How Edge Computing Enables New IoT Innovations
For some in-development IoT technology — like the remote surgical robots, or self-driving car — latency will literally be a matter of life and death. A big enough delay in processing could cause serious harm. Or, at the very least, result in less-than-adequate performance or analysis.
Edge computing tries to solve this problem by distributing the function of the cloud. Rather than rely on the cloud center to handle all requests from IoT devices, businesses can simply move processing directly on to edge gateways, or devices themselves.
By keeping data discrete and on the device that created it, you can more cost-effectively analyze information in real time.
Edge computing is sometimes used in conjunction with fog computing. In fog computing, a company also maintains nodes of processing power closer to the “edge” of the network.
These edge nodes handle some portion of the processing or storage needed by edge devices. If data needs time-critical analysis or temporary storage that can’t be handled on-device, it will be sent to an edge node. If more intensive and less time-sensitive processing is necessary, data will be sent to the cloud instead.
In some applications, it may even be possible to do away with the cloud altogether.
Why Edge Computing Can Be Hard to Implement
Unfortunately, there are also some significant disadvantages of edge computing that IoT companies will need to contend with.
IoT devices are notoriously difficult to keep secure. Medium to large businesses may be managing IoT fleets including hundreds of devices or more. Without robust security practice, data collected and analyzed on edge devices could be extremely vulnerable to hackers.
With control of an edge device, a hacker could feed other devices bad data, causing them to behave unpredictably. They could even gain access to the business’s main network.

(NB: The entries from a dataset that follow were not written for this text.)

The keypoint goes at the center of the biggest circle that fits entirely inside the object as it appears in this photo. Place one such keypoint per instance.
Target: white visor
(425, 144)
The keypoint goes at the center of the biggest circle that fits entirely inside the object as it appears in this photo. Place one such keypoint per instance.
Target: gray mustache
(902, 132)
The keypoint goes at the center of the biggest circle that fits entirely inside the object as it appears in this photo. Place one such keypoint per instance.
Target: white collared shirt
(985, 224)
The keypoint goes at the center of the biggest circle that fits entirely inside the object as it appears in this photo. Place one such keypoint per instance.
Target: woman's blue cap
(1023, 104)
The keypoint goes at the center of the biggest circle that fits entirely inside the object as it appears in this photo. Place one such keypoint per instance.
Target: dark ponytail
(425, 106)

All this, however, is less of a risk of edge computing and more of a risk inherent to IoT technology right now. Even without edge computing, IoT devices create some significant security challenges.
With edge computing, devices and gateways on the edge may also be working with incomplete data. IoT data-collection solutions often focus on collecting vast stores of data. This is done to provide the clearest possible picture of business operations.
With edge computing, a device is only guaranteed to have access to a subset of this data. Because some data analysis is handled on-device, some data may not be sent to the enterprise data center, depending on how edge computing was implemented.
As a result, a business may have an incomplete picture of their operations.
Edge computing can also increase hardware costs at the edge of the network. Real-time data analysis isn’t cheap. If you want a device to process some of the data it collects, you’ll need to spend on compute power and storage at the network edge.
The Edge May Still Be the Future
Edge computing may be inevitable. Some IoT devices won’t be safe or useful without near-real-time processing. Latency can render these devices unusable. Some combination of edge and fog computing can reduce that latency to an acceptable level.
It’s likely that despite the disadvantages of the tech, companies will start to adopt edge computing over the next few years. As they do, they’ll need to contend with the serious pitfalls of the approach.
Edge computing may significantly increase security risks. The approach can also make data transparency and availability more difficult to manage.